# Changed starter and now stuck...



## Downs2001 (Nov 27, 2014)

*Changed starter and now stuck... Now with Pics*

So about two years ago my starter went out on my 97 SE 4x4. I really never used the truck except for weekend errands and what not so I wasn't in a big hurry to fix it. I finally got around to replacing the starter but am now left with an extra plug that I apparently unplugged when I pulled the starter out. 

The plug comes off of the same harness as the starter plugs and the the harness continues down to the transmission. It sits just a few inches further down than the starter wires and is about 10" long. It appears like its wrapped in heat shielding and also has orange wrap on it. 
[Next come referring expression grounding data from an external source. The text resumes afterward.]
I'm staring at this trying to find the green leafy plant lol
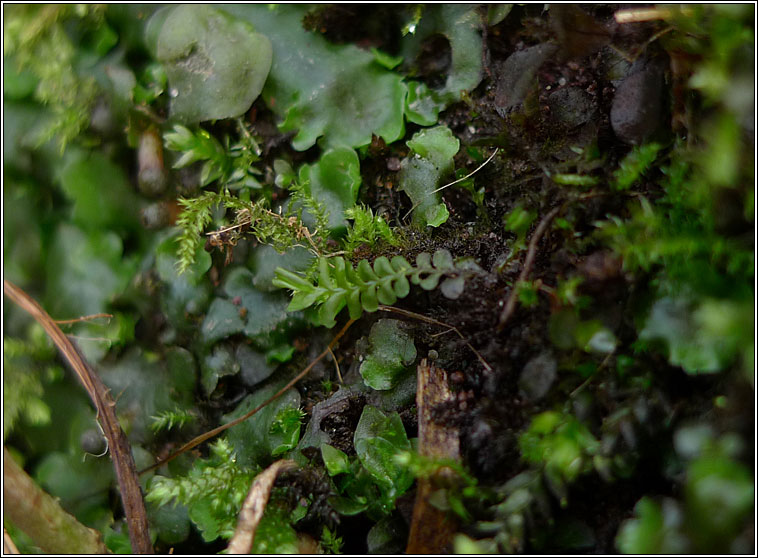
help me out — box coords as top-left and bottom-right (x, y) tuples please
(616, 425), (753, 553)
(399, 125), (459, 227)
(319, 526), (344, 554)
(150, 408), (196, 433)
(515, 280), (541, 308)
(400, 4), (484, 104)
(268, 406), (306, 456)
(146, 438), (255, 542)
(321, 406), (413, 520)
(272, 249), (474, 327)
(359, 319), (417, 390)
(293, 146), (361, 232)
(223, 382), (301, 468)
(174, 190), (315, 274)
(519, 411), (601, 505)
(200, 267), (302, 350)
(393, 450), (480, 521)
(343, 205), (398, 254)
(164, 121), (262, 189)
(3, 326), (59, 439)
(612, 142), (663, 191)
(223, 4), (406, 150)
(503, 205), (537, 257)
(148, 4), (272, 123)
The problem is that the harness is loose and the plug looks like it could either go somewhere down by the transmission or up in the engine bay somewhere. I have looked for hours but can't find where it goes, any help would be appreciated.


----------



## jp2code (Jun 2, 2011)

The service manual (link in pic below) doesn't show any extra plugs for the manual transmission model (M/T), so I am left guessing you have the automatic transmission model (A/T).
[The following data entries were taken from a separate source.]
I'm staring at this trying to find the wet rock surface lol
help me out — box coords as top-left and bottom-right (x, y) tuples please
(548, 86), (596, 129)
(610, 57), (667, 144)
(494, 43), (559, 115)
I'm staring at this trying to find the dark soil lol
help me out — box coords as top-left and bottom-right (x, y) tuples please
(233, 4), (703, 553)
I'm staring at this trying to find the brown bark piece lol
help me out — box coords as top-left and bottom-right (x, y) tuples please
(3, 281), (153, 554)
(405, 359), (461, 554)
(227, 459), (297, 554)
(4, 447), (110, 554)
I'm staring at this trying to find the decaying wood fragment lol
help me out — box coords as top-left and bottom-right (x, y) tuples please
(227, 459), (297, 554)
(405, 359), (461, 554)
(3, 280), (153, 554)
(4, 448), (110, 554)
Check the inhibitor relay connections:


----------



## Downs2001 (Nov 27, 2014)

I looked at the wiring diagram as well and it's the next plug coming off of the main harness after the stater motor. I don't think it has anything to do with the starter at all, it's just on the main harness, which also continues to go down to the transmission. Oh it's a manual transmission too.


----------



## jp2code (Jun 2, 2011)

Does the truck still crank with that harness disconnected? If it is one of those Interlock Switches (...and the interlock wiring isn't bypassed), the truck would not crank without it hooked up.

It also looks similar to the plug that connects to the O2 sensor, but that plug should be mounted higher in the engine bay.

You could trace it from the sensor in the exhaust up to the engine to make sure.


----------



## Downs2001 (Nov 27, 2014)

Yeah the truck still cranks fine, it just won't start. I have a feeling that the plug belongs up in the engine bay somewhere but couldn't find a spot. I will check out the 02 sensor.


----------



## Downs2001 (Nov 27, 2014)

It's not the 02 sensor that I can see. This plug is on the passenger side and the 02 sensor is on the drivers side.


----------



## Downs2001 (Nov 27, 2014)

I found it, it was the plug on top of the bell housing but I still can't get it to start.


----------



## jp2code (Jun 2, 2011)

The engine turns over but just won't fire.

And all you replaced was the starter. Correct?

You didn't take the fuse out of the fuel pump circuit, did you?


----------



## Downs2001 (Nov 27, 2014)

That's correct but the truck has been sitting for over two years without starting. The fuel pump fuse keeps blowing as soon as I turn the key. Maybe a fuel pump issue?


----------



## jp2code (Jun 2, 2011)

Either a fuel pump issue or something is wrong with the wiring.

Generally a power wire gets grounded. Those are hard to find. You just have to crawl around under there until you find it.


----------